Striking the right tone: getting your organisational values and culture in shape
In the last of our three-part series exploring the findings of IOSH’s recent survey into how people are feeling at work, we take a look at what they told us about organisational values and cultures.
What the results told us
The survey respondents were given a series of statements and asked which ones applied to them. The following results give the percentage of respondents who said the statements did apply to them.
- 47% - I understand the values and the goals of the organisation and think they fit with my own outlook
- 62% - I give my best when I am at work, and sometimes give more than I have even been asked to
- 52% - I feel a sense of loyalty to my employer and would prefer to continue working for them rather than finding work elsewhere
- 64% - There are people within my organisation who are always on hand to help me if I want or need it
- 51% - Whether it comes from my co-workers, my line manager, senior management or a combination of all three, I feel supported by them
- 51% - I feel appreciated by people within my organisation for who I am and for the work I do
- 38% - Individuals’ work practices, dedication and outputs are acknowledged via both informal and formal means, while their individual needs are always accounted for
- 61% - I have meaningful and healthy relationships with my colleagues
- 49% - At work, I feel a sense of connectedness with people. I feel that people care for me, and there are people whom I care for
Managers and leaders
- 64% - Employees throughout the organisation are able to form positive, supportive and equitable relationships among both their peers and senior management
- 62% - These relationships are enhanced because of a culture of fairness, inclusivity and recognition supporting them
- 57% - Employees feel a sense of belonging and connection to each other, and also to the values and the identity of the organisation
IOSH Thought Leadership Manager Dr Chris Davis gives his view on the findings.
It feels to me that the final part of this series of reflections should be encouraging and provide readers with a way to take something positive from these findings.
On the surface, though, the figures included above don’t make for comfortable reading: only around half of workers reported loyalty to their employers, with the other half presumably considering moving elsewhere; even fewer workers reported that their dedication and outputs were sufficiently recognised at work; and many managers and C-Suite Execs (around one in four) acknowledge that the conditions in their organisations are unable to support more equitable and inclusive relationships, worker feelings of belonging, and so on.

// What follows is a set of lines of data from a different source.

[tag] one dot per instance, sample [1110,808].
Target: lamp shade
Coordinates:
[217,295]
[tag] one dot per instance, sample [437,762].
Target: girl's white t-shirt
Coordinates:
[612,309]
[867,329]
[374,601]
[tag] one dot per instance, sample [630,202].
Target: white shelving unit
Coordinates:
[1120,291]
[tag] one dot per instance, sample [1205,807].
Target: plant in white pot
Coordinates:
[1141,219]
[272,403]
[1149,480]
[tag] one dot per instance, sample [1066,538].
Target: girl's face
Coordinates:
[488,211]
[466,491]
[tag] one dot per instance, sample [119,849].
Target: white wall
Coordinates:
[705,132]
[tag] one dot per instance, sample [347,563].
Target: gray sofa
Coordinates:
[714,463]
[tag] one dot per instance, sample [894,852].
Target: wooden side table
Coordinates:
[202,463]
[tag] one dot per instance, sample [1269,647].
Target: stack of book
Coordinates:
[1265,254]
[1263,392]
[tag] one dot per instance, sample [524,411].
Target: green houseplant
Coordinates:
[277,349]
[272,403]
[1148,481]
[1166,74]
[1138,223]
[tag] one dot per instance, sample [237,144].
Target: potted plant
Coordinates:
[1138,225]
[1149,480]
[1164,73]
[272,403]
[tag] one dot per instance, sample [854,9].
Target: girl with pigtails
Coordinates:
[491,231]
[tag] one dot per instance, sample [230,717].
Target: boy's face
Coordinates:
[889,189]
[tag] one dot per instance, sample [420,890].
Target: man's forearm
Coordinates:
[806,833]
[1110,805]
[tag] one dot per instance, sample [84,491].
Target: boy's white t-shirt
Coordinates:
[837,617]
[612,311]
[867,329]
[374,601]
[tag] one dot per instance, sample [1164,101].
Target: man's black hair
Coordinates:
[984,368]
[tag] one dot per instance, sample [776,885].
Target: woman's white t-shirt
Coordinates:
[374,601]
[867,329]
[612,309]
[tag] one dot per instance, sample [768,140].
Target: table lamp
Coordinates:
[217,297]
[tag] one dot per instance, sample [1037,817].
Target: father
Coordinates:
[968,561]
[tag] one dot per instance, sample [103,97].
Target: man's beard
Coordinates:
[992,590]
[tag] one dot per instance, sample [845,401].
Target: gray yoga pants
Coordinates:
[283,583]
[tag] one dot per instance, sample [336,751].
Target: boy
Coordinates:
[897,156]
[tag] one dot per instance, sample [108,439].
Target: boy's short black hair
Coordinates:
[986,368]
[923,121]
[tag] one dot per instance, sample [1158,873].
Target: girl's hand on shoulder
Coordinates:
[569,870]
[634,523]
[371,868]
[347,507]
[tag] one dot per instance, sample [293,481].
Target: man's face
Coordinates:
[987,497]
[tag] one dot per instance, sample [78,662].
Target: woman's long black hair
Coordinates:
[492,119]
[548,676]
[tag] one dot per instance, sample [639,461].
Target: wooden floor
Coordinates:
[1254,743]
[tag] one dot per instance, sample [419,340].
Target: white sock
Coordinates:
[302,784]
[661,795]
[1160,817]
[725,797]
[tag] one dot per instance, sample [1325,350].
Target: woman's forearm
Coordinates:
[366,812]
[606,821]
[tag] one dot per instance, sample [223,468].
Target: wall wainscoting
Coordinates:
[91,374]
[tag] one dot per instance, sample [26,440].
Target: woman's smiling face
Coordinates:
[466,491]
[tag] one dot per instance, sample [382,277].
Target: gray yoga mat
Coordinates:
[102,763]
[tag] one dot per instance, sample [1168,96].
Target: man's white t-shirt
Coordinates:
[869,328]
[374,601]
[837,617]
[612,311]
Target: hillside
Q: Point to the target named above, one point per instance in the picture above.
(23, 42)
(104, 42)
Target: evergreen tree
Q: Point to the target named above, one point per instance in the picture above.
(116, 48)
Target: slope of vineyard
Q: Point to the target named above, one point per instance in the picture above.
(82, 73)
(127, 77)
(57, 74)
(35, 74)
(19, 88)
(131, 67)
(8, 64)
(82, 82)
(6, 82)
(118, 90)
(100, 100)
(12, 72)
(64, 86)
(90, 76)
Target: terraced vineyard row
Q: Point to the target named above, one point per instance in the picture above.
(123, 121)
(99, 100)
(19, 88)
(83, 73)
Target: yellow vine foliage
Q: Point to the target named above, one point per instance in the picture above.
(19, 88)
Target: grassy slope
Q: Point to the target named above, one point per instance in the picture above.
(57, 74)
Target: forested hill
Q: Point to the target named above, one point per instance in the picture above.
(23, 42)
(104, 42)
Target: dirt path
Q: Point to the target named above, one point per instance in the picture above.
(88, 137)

Nevertheless, another of the more outwardly alarming findings of the survey actually provides one of the more actionable takeaways from it. Fewer than half of all respondents to the survey suggested that they understood or related to the values and goals of their organisation. And while this is concerning, it helps to contextualise many of the other findings in the survey because it gives a good indication of the esteem in which workers hold the organisations they work for.
If we assume that the values of an organisation guide the choices that employees make, then it would be reasonable to suggest that workers who do not understand or relate to values may feel somewhat disillusioned with their work in a general sense.
There is no quick fix to this, but the power of clear, people-centred values is unquestionable – especially for OSH professionals, for whom values and principles are front and centre. In this respect, let’s be positive and see the opportunity here for OSH professionals to champion values such as prevention, care, and wellbeing in a way that workers can really get behind.
By doing so, they will be playing a part – and an important one at that – in re-engaging workers who urgently need to feel part of their organisations.
What employers can do
As part of its Catch the Wave drive, IOSH has developed a series of bite-sized e-learning courses.
Among these is the ‘Overarching’ course, which is aimed at understanding the broad organisational factors that influence the delivery and effectiveness of safety and health activities.
Find out more about this and other courses on our dedicated webpage here.
Check out part one of our series here. Part two can be found here.
You can read our news release on the worker survey here.
About the survey
In October 2022, IOSH commissioned BF Media to survey workers, line managers and senior leaders on how people were feeling at work. Responses were received from 2,152 workers and 992 managers (714 line managers and 278 senior leaders), all of whom were based in the UK and worked for companies with five or more employees.